Bootstrap edge confidence
When bootstrap = TRUE, a non-parametric bootstrap over rows of
data is performed. Each bootstrap replicate runs the same
method, whitelist and blacklist; the fraction of replicates in
which each edge appears is recorded as that edge's confidence in
the returned KG. This gives an honest uncertainty estimate on the
learned structure, useful when the sample size is modest relative
to the number of variables (a common situation for soil surveys).
References
Spirtes, P., Glymour, C. and Scheines, R. (2000). Causation, Prediction, and Search (2nd ed.). MIT Press.
Scutari, M. (2010). Learning Bayesian networks with the bnlearn
R package. Journal of Statistical Software 35, 1–22.
Colombo, D. and Maathuis, M. H. (2014). Order-independent constraint-based causal structure learning. Journal of Machine Learning Research 15, 3741–3782.
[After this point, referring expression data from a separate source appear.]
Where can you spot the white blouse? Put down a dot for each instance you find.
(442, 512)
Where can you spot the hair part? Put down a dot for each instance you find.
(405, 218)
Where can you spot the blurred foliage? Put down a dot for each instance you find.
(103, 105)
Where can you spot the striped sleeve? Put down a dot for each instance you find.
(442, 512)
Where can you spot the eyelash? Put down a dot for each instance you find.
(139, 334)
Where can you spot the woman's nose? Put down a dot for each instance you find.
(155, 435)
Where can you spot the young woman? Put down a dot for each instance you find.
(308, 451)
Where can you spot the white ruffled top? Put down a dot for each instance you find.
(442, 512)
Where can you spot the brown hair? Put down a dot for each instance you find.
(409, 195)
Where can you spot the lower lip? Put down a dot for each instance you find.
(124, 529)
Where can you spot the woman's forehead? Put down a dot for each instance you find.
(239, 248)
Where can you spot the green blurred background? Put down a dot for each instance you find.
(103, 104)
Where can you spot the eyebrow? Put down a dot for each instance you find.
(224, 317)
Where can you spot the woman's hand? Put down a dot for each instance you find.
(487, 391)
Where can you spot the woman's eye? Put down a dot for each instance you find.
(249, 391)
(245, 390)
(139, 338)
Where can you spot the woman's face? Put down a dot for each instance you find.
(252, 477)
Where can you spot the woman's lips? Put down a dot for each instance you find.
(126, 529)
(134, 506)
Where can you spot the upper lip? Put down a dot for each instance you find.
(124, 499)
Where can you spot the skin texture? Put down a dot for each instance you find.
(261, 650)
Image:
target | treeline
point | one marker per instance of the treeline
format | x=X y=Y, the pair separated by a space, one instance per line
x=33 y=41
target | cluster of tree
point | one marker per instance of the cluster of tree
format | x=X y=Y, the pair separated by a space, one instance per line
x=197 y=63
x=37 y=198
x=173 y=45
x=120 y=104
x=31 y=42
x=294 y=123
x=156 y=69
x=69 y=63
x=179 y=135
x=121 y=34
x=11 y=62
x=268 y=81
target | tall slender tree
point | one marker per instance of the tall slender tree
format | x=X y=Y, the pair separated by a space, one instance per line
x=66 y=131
Tsamardinos, I., Brown, L. E. and Aliferis, C. F. (2006). The max-min hill-climbing Bayesian network structure learning algorithm. Machine Learning 65, 31–78.
Examples
if (FALSE) { # \dontrun{
data(br_cerrado)
kg_learned <- causal_structure_learn(
br_cerrado,
variables = c("elev", "slope", "twi", "map_mm", "ndvi", "soc"),
method = "hc",
whitelist = data.frame(from = c("elev", "map_mm"),
to = c("twi", "soc")),
bootstrap = TRUE, R_boot = 200L, seed = 1L
)
print(kg_learned)
} # }